Austin-based, indie-folk singer-songwriter artist Grace Gardner released her debut EP Peach on March 3. From start to finish the EP is heartbreaking, introspective, and comforting. Peach is a perfect display of Gardner’s gut-wrenching lyricism, plucky guitar pieces, and amazing storytelling.
Peach opens with the cinematic track “Deny Me” telling a story of bone-aching want, and closes with the comforting “Designated Driver” that speaks to all the small things you begin to love about someone, yet acknowledging you two are not meant to be. The four-track EP displays Gardner’s innate talent and how in tune she is with her emotions.
At a press conference held by Gardner on Feb. 23, she said that she was very hands-on in the production process of this EP, and this is absolutely reflected in how authentic and raw each track feels. The way each song moves through the emotions Gardner discusses, reaching a crescendo and falling once more in tandem with the rise and fall of Gardner’s feelings, is something that really hits home.
Each track of Peach feels cinematic, and Gardner expressed that if she were to have her music featured in a piece of media, she would select a queer narrative. “I feel like I resonated a lot with the turmoil of Casey and Izzy’s relationship in ‘Atypical,’” she shared, adding that she’d love to see a Casey and Izzy fan edit to her songs.
Gardner has always spoken to music as a musical outlet for her to express herself: “‘Deny Me’ was really important to my healing from that heartbreak at that point [...] and then I just released ‘Parcel’ as a final ‘screw you’ to the universe. So everything has really come at a good time, and I feel more in touch with my artistry with every release.” The catharsis that Gardner described is reflected in the devastating anger in “Parcel” or the stabbing hurt in “Acrobatics,” with each track representing her ripping a page out of her journal. Gardner also expressed that music and this EP as a whole is a “processing project” for her healing journey, stating “I use songwriting really as a tool to just like gain understanding about the things around me.”

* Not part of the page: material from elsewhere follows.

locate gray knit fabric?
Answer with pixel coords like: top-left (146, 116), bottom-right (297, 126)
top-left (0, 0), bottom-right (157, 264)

The third track “Acrobatics” discusses the mental gymnastics you perform in situations that lack closure or clear communication. The almost four-minute track has a beautiful, echoey fingerstyle guitar piece that feels reminiscent of Phoebe Bridgers’ “Garden Song.” The song is moving and aching, and listeners would never guess that Gardner wrote it entirely at the last minute. She shared, “There was a last-minute inclusion of ‘Acrobatics.’ [...] It was three days before my EP was due and [me and my friend] just hammered it out. We wrote, produced, and mixed everything in eight hours and dropped it on the EP.”
Following Peach, Gardner said she hopes to create another music video and release an album either in the summer or fall: “I've been working really hard already on my album. I have like 50 songs written and ready to go. I just need to get them produced. It can be a really time-consuming process when I'm just doing it from my little Mac laptop.” Whilst awaiting the album, I urge everyone who enjoys “Sad Girl Music” to listen to Peach in all of its cathartic heartbreak.